Here is a step-by-step guide on how to bulk classify data in Labelbox.
  1. Select a subset of data to classify: Use the search features in Labelbox to select a subset of data. You can select the top results of a natural language search or all assets that look similar to each other using similarity search.
  2. Add a classification: Click on the number of items selected in the top right corner and choose Add classification.
    Add Classification
  3. Pick the destination labeling project: Select the destination labeling project from the dropdown menu. Only projects with a global classification question in their ontology will appear.
  4. Provide classification values: Answer the classification questions that appear. These values will apply to all data rows in the bulk classification job. You must answer all required classifications and subclassifications. You can search for a classification question by typing its name.
  5. Specify the workflow step: Choose which step of the labeling and review workflow the data rows should be sent to. For example, if you pick the Initial labeling task, then the classifications will be sent as pre-labels. If you pick any other task - such as Rework, Initial review task, or Done - then the classifications will be sent as labels.
  6. Include or exclude data rows that already have labels: If a data row already has a label in the destination project, you can either overwrite the existing label or exclude the data row from the job.
    • Overwrite previous value with new value: Only classification questions that you answer — as part of the bulk classification job — will overwrite already-existing classifications.

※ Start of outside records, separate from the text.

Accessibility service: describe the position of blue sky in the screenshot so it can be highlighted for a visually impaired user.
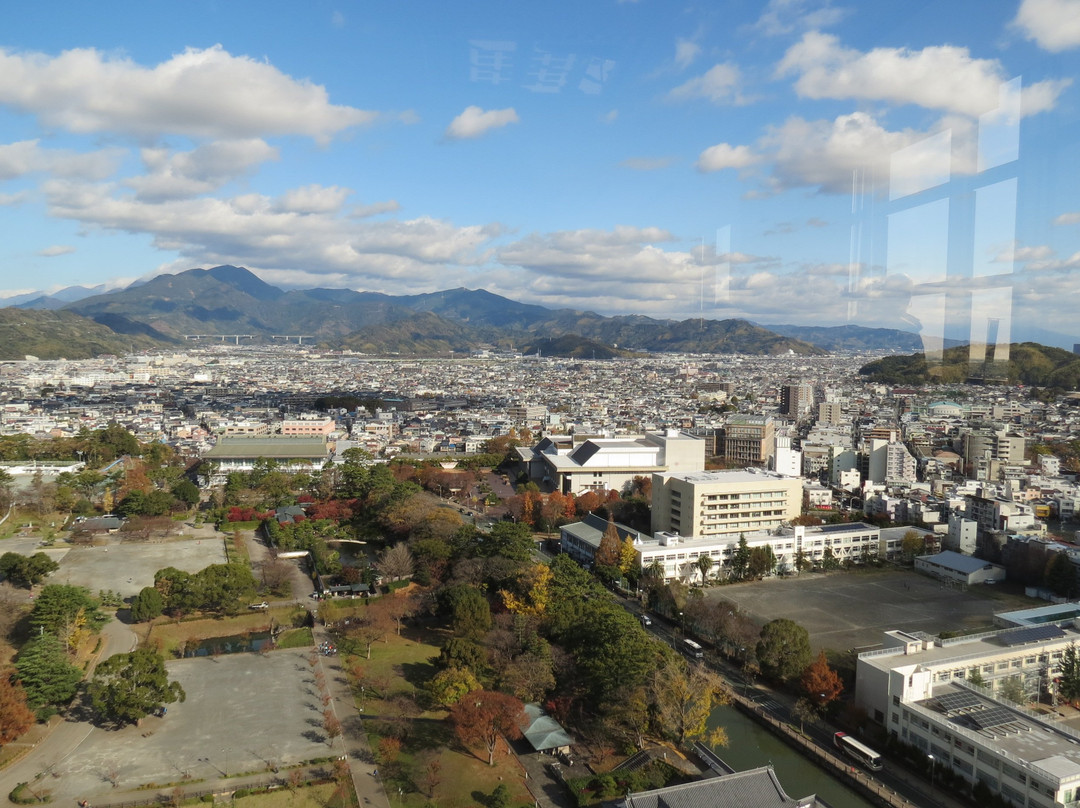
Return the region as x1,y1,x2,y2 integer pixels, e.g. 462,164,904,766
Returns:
1,0,1079,344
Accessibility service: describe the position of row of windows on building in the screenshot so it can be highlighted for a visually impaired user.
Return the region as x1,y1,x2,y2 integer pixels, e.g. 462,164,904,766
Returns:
898,714,1062,807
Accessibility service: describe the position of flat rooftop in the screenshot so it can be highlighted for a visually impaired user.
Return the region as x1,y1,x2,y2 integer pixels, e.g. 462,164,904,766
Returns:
861,625,1080,673
666,470,789,484
917,684,1080,781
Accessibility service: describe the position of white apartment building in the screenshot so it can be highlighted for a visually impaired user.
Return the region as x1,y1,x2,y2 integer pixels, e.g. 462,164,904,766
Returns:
634,521,881,582
651,469,802,539
522,430,705,495
856,618,1080,808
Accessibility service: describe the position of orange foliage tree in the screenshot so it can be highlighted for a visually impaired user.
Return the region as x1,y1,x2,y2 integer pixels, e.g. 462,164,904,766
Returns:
450,690,527,765
800,650,843,708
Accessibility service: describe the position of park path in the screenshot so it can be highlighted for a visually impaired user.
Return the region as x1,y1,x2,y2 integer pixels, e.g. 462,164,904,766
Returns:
0,608,138,806
241,528,389,808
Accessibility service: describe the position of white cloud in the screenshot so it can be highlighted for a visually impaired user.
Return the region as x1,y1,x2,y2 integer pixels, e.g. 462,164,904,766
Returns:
696,143,759,172
752,0,847,37
674,38,702,70
763,112,918,193
349,200,401,219
0,139,123,181
0,191,27,206
494,229,780,316
37,245,75,257
0,45,376,142
1014,0,1080,52
331,10,346,29
1054,211,1080,225
41,179,501,284
444,106,519,140
994,243,1054,263
126,139,279,201
620,156,675,171
668,63,748,105
777,32,1070,117
273,184,352,215
602,109,619,124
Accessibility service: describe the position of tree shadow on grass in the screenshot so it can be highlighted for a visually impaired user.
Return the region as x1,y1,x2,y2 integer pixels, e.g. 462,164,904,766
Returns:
403,716,454,753
399,660,437,691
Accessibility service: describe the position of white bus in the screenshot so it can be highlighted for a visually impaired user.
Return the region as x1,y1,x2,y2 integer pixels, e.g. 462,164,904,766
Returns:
833,732,883,771
682,638,704,659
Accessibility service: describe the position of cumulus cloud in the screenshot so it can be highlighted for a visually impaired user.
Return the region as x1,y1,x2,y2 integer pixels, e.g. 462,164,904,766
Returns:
763,112,917,193
0,191,27,206
273,184,352,215
696,143,759,172
668,64,748,105
777,32,1070,117
1014,0,1080,52
349,200,401,219
444,106,519,140
495,227,780,319
498,226,692,283
126,139,279,201
37,245,75,257
41,179,501,284
0,45,376,142
1054,211,1080,225
0,139,123,181
620,156,674,171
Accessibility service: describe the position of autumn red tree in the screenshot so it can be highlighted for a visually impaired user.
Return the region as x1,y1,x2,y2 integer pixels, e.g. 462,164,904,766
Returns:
575,490,601,516
0,675,36,744
450,690,527,765
595,516,621,567
800,650,843,708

    • Exclude from job: Excludes these data rows from the bulk classification job to preserve the already-existing labels.
  7. Submit the bulk classification: Click Submit batch to launch the job. It may take a few moments for the data to be sent to the labeling project.
  8. Track the progress: You can track the progress of the job in the notification panel and will be notified by a pop-up message when it’s complete.

Limitations

There are a few limitations to keep in mind when using bulk classification:
  • There are limits to the number of data rows you can classify at once. You can work around this by classifying data in chunks. For example, you can leverage the Annotation filter with the attributes is not one of and [your classification question] to filter out already classified data rows and proceed with the next bulk classification job.
  • You cannot use bulk classification with a consensus project.
  • Benchmark data rows are excluded from bulk classification jobs. Since benchmark labels are a gold standard label, they should not be overwritten by bulk classifications.
The data rows are sent to the labeling project as a batch. You can control the name of the batch in the top-left corner, as well as the data row priority in the Advanced settings.